Today's Overview
- Pre-CV Feature Screening Creates Widespread Leakage in Cancer Drug Response Models Pre-CV feature screening inflates accuracy by 16.6% MSE on average across 265 cancer drugs.
Featured
01Pre-CV Feature Screening Creates Widespread Leakage in Cancer Drug Response Models
Accurate prediction of drug response in cancer cell lines is central to identifying genomic biomarkers that can guide patient stratification. Yet most published models rely on supervised feature selection applied to the entire dataset before cross-validation, a protocol that leaks label information and spuriously lowers prediction error.
Re-analyzing 265 drugs across 1,462 cell lines showed that leakage-free cross-validation increases mean squared error by 16.6% on average. The leaked and corrected pipelines share almost no selected features (mean Jaccard = 0.18), and 36% of drugs have zero overlap, even though the leaked version retains fivefold more genes. Both pipelines recover known drug targets at similar rates, indicating the extra features capture noise, not biology. A survey of 32 recent methods found leakage in 72%, collectively cited >3,000 times, with error reductions mirroring those reported over elastic-net baselines.

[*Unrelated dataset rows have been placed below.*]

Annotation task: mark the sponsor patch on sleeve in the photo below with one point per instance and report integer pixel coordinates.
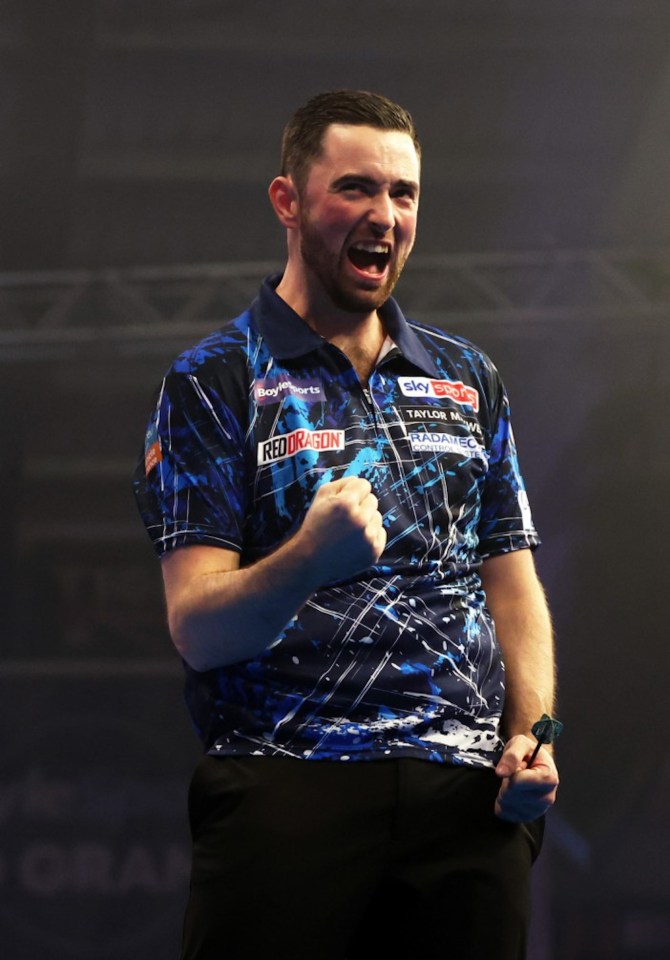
(290, 444)
(454, 390)
(152, 449)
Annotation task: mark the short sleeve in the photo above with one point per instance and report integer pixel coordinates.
(190, 481)
(506, 522)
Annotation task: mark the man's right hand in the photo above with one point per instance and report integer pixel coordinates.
(342, 529)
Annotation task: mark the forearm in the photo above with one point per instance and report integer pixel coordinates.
(219, 617)
(523, 627)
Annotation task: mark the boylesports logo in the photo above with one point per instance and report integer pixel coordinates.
(279, 448)
(454, 390)
(274, 390)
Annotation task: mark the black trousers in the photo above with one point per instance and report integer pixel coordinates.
(321, 860)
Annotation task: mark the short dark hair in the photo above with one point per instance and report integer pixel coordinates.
(303, 135)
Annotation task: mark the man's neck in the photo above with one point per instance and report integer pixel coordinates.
(359, 336)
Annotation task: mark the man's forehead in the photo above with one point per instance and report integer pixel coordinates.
(353, 145)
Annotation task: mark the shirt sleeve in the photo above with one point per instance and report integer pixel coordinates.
(506, 522)
(190, 482)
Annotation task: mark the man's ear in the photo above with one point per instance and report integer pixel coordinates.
(284, 199)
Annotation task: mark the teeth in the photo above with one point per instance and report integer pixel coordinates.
(372, 247)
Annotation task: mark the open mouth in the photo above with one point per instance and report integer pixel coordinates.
(371, 258)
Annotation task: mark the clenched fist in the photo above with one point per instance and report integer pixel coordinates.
(343, 529)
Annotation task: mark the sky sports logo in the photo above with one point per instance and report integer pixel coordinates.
(454, 390)
(279, 448)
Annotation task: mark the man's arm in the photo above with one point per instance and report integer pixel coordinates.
(523, 626)
(220, 613)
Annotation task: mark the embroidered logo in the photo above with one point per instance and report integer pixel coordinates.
(152, 449)
(288, 445)
(425, 442)
(274, 391)
(454, 390)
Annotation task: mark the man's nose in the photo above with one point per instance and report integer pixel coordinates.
(382, 213)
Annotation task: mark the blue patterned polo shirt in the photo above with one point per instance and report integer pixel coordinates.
(401, 660)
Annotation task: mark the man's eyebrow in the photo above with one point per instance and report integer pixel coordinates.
(372, 181)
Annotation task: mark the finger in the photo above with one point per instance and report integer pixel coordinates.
(517, 749)
(355, 489)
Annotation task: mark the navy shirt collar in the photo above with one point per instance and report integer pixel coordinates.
(288, 336)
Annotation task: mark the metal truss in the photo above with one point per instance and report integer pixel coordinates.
(145, 310)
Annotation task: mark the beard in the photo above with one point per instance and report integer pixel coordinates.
(327, 267)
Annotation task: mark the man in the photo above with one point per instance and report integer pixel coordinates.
(335, 495)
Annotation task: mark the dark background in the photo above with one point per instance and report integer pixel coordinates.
(137, 142)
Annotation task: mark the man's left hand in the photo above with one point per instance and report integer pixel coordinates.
(526, 792)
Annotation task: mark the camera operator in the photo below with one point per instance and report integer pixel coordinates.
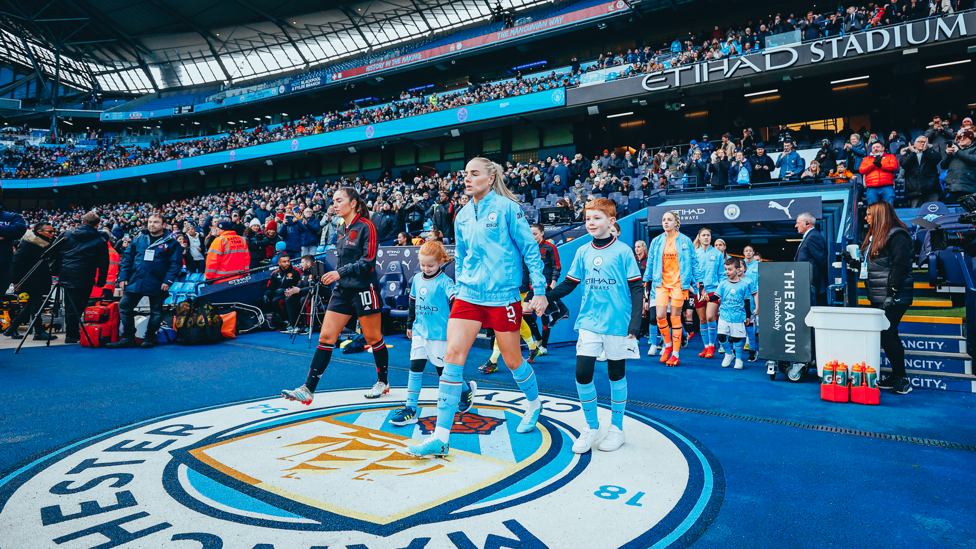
(960, 166)
(81, 255)
(12, 227)
(886, 255)
(283, 279)
(38, 284)
(148, 268)
(311, 274)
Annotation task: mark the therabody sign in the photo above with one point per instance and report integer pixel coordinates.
(784, 301)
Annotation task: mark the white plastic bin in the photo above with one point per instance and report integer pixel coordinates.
(847, 334)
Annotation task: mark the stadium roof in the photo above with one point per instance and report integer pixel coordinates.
(140, 46)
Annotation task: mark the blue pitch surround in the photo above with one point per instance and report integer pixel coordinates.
(773, 478)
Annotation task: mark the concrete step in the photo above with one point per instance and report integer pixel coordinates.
(938, 382)
(931, 325)
(933, 362)
(939, 344)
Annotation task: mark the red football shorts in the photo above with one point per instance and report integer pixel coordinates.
(506, 318)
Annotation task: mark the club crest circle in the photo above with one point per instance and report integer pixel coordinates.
(337, 474)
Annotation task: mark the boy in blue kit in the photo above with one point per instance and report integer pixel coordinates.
(431, 295)
(608, 323)
(732, 312)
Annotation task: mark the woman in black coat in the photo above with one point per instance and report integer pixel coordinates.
(887, 251)
(38, 284)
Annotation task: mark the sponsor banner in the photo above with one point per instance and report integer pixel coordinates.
(448, 118)
(784, 301)
(272, 473)
(738, 211)
(306, 82)
(136, 115)
(593, 12)
(907, 35)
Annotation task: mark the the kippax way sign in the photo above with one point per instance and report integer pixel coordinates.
(737, 211)
(784, 301)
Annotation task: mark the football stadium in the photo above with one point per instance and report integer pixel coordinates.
(465, 274)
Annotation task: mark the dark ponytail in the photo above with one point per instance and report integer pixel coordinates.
(352, 194)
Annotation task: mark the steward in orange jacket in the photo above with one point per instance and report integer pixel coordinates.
(227, 255)
(108, 290)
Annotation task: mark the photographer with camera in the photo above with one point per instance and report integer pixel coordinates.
(886, 265)
(82, 255)
(921, 165)
(960, 166)
(12, 227)
(38, 284)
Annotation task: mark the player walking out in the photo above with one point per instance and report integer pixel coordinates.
(735, 291)
(493, 239)
(608, 323)
(713, 265)
(672, 270)
(355, 294)
(431, 295)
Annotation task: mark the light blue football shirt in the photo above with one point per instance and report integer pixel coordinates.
(605, 274)
(432, 304)
(733, 296)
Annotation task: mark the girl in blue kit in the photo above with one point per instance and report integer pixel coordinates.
(713, 265)
(734, 291)
(492, 240)
(431, 295)
(608, 322)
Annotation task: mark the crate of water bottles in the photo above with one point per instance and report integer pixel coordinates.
(858, 383)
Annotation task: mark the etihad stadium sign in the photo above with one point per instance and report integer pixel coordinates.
(835, 48)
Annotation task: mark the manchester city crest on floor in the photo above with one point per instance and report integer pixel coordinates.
(275, 474)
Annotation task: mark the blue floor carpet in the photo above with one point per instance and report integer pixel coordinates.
(788, 480)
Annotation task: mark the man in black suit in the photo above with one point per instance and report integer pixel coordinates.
(813, 249)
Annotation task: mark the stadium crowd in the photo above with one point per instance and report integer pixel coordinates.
(36, 162)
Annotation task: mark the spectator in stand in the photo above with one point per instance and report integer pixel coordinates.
(921, 166)
(740, 171)
(879, 171)
(813, 249)
(762, 165)
(826, 156)
(813, 173)
(82, 256)
(194, 263)
(790, 163)
(939, 135)
(227, 255)
(719, 169)
(841, 174)
(310, 237)
(147, 269)
(32, 245)
(960, 166)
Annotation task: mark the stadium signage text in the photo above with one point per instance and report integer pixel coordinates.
(783, 57)
(593, 12)
(270, 473)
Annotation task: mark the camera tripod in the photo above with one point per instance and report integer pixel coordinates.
(313, 300)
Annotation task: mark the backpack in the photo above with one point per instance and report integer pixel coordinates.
(196, 322)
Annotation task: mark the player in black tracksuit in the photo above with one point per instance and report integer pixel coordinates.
(356, 294)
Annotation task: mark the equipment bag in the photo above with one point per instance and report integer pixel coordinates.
(196, 322)
(249, 318)
(101, 324)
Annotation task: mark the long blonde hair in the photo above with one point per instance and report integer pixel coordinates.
(496, 171)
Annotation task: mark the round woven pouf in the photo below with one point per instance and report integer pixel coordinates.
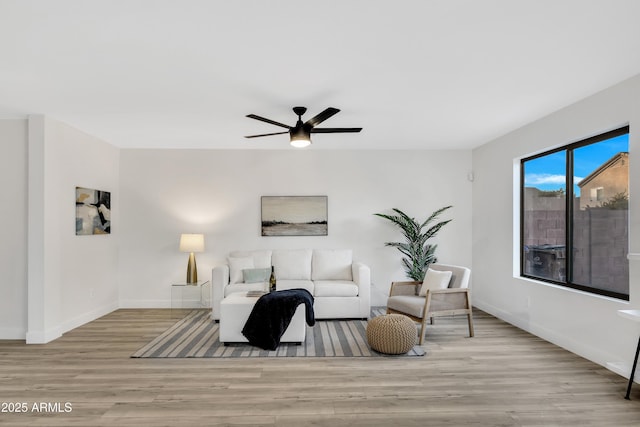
(391, 334)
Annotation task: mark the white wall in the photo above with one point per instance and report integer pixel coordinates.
(217, 192)
(13, 233)
(72, 279)
(583, 323)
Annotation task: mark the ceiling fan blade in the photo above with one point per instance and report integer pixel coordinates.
(266, 134)
(315, 121)
(335, 130)
(262, 119)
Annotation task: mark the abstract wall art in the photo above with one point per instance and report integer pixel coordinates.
(93, 212)
(294, 216)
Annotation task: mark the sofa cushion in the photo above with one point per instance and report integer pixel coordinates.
(261, 259)
(281, 285)
(328, 264)
(292, 264)
(256, 275)
(236, 265)
(335, 288)
(243, 287)
(434, 280)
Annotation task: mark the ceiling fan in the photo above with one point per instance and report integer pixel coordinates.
(300, 134)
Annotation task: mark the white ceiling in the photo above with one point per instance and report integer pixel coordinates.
(446, 74)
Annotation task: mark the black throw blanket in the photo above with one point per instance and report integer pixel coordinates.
(272, 314)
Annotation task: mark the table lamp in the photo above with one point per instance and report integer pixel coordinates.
(192, 243)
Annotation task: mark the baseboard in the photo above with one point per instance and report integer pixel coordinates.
(12, 333)
(594, 355)
(88, 317)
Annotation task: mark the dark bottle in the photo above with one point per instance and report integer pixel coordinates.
(272, 281)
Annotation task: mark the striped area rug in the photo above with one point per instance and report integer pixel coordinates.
(197, 336)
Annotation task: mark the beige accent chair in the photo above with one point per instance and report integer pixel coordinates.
(454, 300)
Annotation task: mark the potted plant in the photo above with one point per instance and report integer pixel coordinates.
(418, 253)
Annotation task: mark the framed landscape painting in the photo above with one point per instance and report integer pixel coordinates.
(294, 216)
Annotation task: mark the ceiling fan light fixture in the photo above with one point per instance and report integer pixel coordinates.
(300, 139)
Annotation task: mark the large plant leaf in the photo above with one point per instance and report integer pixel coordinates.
(418, 254)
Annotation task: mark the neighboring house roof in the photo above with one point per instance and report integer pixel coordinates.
(623, 155)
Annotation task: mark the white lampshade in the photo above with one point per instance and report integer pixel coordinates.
(192, 243)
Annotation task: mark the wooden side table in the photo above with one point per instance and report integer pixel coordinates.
(635, 316)
(203, 287)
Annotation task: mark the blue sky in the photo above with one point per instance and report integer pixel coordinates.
(548, 172)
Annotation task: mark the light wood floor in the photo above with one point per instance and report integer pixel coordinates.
(501, 377)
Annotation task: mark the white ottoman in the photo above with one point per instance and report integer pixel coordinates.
(235, 310)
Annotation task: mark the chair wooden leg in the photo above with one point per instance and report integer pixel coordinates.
(423, 327)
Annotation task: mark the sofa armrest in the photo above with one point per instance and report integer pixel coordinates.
(219, 280)
(362, 277)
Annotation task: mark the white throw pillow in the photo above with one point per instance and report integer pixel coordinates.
(435, 280)
(236, 265)
(331, 264)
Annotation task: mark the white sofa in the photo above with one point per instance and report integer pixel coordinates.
(341, 288)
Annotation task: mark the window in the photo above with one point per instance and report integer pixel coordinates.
(574, 216)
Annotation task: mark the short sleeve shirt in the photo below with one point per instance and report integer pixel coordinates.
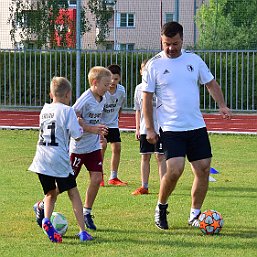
(58, 122)
(175, 81)
(91, 111)
(138, 107)
(114, 103)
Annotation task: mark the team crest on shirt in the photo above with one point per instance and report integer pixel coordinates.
(190, 68)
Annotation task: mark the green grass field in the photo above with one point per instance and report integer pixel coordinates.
(125, 222)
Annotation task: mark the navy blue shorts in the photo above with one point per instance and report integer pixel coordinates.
(113, 135)
(194, 144)
(146, 147)
(64, 184)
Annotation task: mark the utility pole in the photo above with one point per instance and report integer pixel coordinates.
(78, 48)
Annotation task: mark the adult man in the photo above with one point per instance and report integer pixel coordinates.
(173, 75)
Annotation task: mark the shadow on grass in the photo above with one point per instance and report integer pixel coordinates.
(175, 237)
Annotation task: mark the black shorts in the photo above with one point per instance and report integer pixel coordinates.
(194, 144)
(64, 184)
(113, 135)
(146, 147)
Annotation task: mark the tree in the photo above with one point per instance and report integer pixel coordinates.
(47, 23)
(227, 24)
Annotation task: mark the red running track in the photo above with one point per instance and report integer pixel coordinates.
(215, 123)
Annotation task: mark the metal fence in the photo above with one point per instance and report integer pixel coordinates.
(25, 75)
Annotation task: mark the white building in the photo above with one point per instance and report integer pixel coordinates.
(135, 25)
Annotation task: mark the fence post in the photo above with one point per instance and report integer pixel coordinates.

All experiments remain in silico on public cell-line panels; no prospective wet-lab validation is reported. The audit focused only on one leakage mode—pre-CV feature screening—so other protocol flaws may remain. The authors supply code templates for leakage-free evaluation, but adoption will require re-running benchmarks across the field.
Also Worth Noting
Seven pKa prediction algorithms (three commercial, four open-source ML) were benchmarked on a curated 90,000-entry public data set from 31,000 molecules to quantify accuracy across charge states and polyprotic species. link (Chem)
Today's Observation
Cancer drug response prediction is a canonical benchmark for multi-omics machine learning, yet a widespread data-leakage pitfall undercuts its utility. A survey of 32 recent studies shows that 72 % perform feature selection before cross-validation, inflating mean-squared error by 16.6 % on average across 265 compounds in GDSC and CCLE. Leakage drives models to pick five times more genes than leakage-corrected pipelines, and the two gene sets overlap <20 %, indicating the inflated scores reflect sample-specific noise rather than generalizable signal. The gains reported over plain elastic-net baselines disappear once leakage is removed, implying that many “state-of-the-art” improvements are illusory.
Practically, any project that screens thousands of molecular features must nest selection inside each CV fold or use an external validation cohort. The identical issue applies to other omics-assisted tasks—e.g., predicting CRISPR essentiality or patient outcome—where pre-filtering is tempting. Until journals and competitions enforce stricter code inspection, practitioners should treat published MSE or Pearson r values as upper bounds and retrain models with scrupulous nested CV before deploying biomarkers or moving into expensive in-vitro confirmation.
The above is personal commentary for reference only. Refer to the original papers for authoritative content.